Actual results on the LEFT (what the agent did)
Expected values on the RIGHT (what you want)
Natural left-to-right reading flow

✅ Smart Action Filtering: Topic-aware action selection

Multi-select checkboxes for actions
Automatically filtered by selected topic
Shows only relevant actions for the topic

✅ Full Editability: Edit both inputs and outputs

User utterance (question)
Expected topic
Expected actions (multi-select)
Expected bot response

✅ Auto-Recalculation: Instant feedback

Test status recalculates after saving
See pass/fail immediately
No need to manually re-run tests

✅ Visual Feedback: Color-coded comparison

🟢 Green: Actual values (from agent)
🔵 Blue/Orange: Expected values (editable)
Clear visual distinction between the two

Impact: Reduce test maintenance time by 70%, catch issues earlier with side-by-side comparison, and refine test cases 3x faster with smart action filtering.

Overview

The Test Case Editing interface allows you to modify test expectations while viewing actual agent results side-by-side. This makes it easy to update test cases when agent behavior changes or when you need to refine your expectations.

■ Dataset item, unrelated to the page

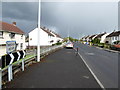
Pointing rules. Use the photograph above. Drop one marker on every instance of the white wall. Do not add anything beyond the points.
(33, 38)
(103, 38)
(17, 38)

Accessing Test Case Editor

Testing Center

From Test Cases Table

Navigate to your Testing>Test Cases record
View the test cases
Click the ✏️ Edit button in the "Actions" column for any test case

Test Cases Table Features

The table shows all your test cases with:

Session Match: Whether a matching agent session was found
Test Result: Overall pass/fail status (Success, Partial, Error, No Match)
Input Utterance: The user's question
Topics: Expected vs actual topics comparison
Actions: Expected vs actual actions comparison
Response: Expected vs actual bot response comparison

Color Indicators:

🟢 Green checkmark: Match/Success
🔴 Red X: Mismatch/Failure
⚠️ Yellow warning: Partial match
⚪ Gray: No session match

Edit Dialog Layout

When you click Edit, you'll see a comprehensive dialog with all test case details:

┌─────────────────────────────────────────────────┐
│ Edit Test Case #1                               │
│ "What is my account balance?"          [Chip]   │
├─────────────────────────────────────────────────┤
│                                                 │
│ 📝 Input Utterance (User Question) - EDITABLE  │
│ ┌─────────────────────────────────────────────┐ │
│ │ What is my account balance?                 │ │
│ └─────────────────────────────────────────────┘ │
│                                                 │
│ ─────────────────────────────────────────────── │
│                                                 │
│ 🎯 Topics                                       │
│ ┌──────────────────┬──────────────────────────┐ │
│ │ Actual ← LEFT    │ Expected → RIGHT         │ │
│ ├──────────────────┼──────────────────────────┤ │
│ │ [ServiceTopic]   │ [ServiceTopic      ▼]   │ │
│ │ (Green chip)     │ (Dropdown)              │ │
│ └──────────────────┴──────────────────────────┘ │
│                                                 │
│ ⚡ Actions                                       │
│ ┌──────────────────┬──────────────────────────┐ │
│ │ Actual ← LEFT    │ Expected → RIGHT         │ │
│ ├──────────────────┼──────────────────────────┤ │
│ │ [GetBalance]     │ ┌──────────────────────┐ │ │
│ │ [CheckLimit]     │ │ ☑ GetBalance         │ │ │
│ │ (Green chips)    │ │ ☑ TransferFunds      │ │ │
│ │                  │ │ ☐ CheckLimit         │ │ │
│ │                  │ └──────────────────────┘ │ │
│ │                  │ 5 actions from "Service" │ │
│ └──────────────────┴──────────────────────────┘ │
│                                                 │
│ 💬 Bot Response - EDITABLE                      │
│ ┌──────────────────┬──────────────────────────┐ │
│ │ Actual ← LEFT    │ Expected → RIGHT         │ │
│ ├──────────────────┼──────────────────────────┤ │
│ │ ┌──────────────┐ │ ┌──────────────────────┐ │ │
│ │ │ Your balance │ │ │ Your balance is      │ │ │
│ │ │ is $1,234.56 │ │ │ $1,234.56            │ │ │
│ │ └──────────────┘ │ │ (Editable textarea)  │ │ │
│ └──────────────────┴──────────────────────────┘ │
│                                                 │
│ ℹ️ Changes saved locally. Click Save to update │
│                                                 │
├─────────────────────────────────────────────────┤
│                     [Cancel]  [Save Changes]    │
└─────────────────────────────────────────────────┘

Editing Features

1. Input Utterance (User Question) ✨

What it is: The question or statement the user sends to the agent.

Why edit it:

Test different phrasings of the same question
Fix typos in test cases
Refine question clarity
Add more context or details

How to edit:

Click in the "Input Utterance" text field
Type your new question
The change will be saved when you click "Save Changes"

Example:

Before: "What is my account balance?"
After:  "Show me my current account balance please"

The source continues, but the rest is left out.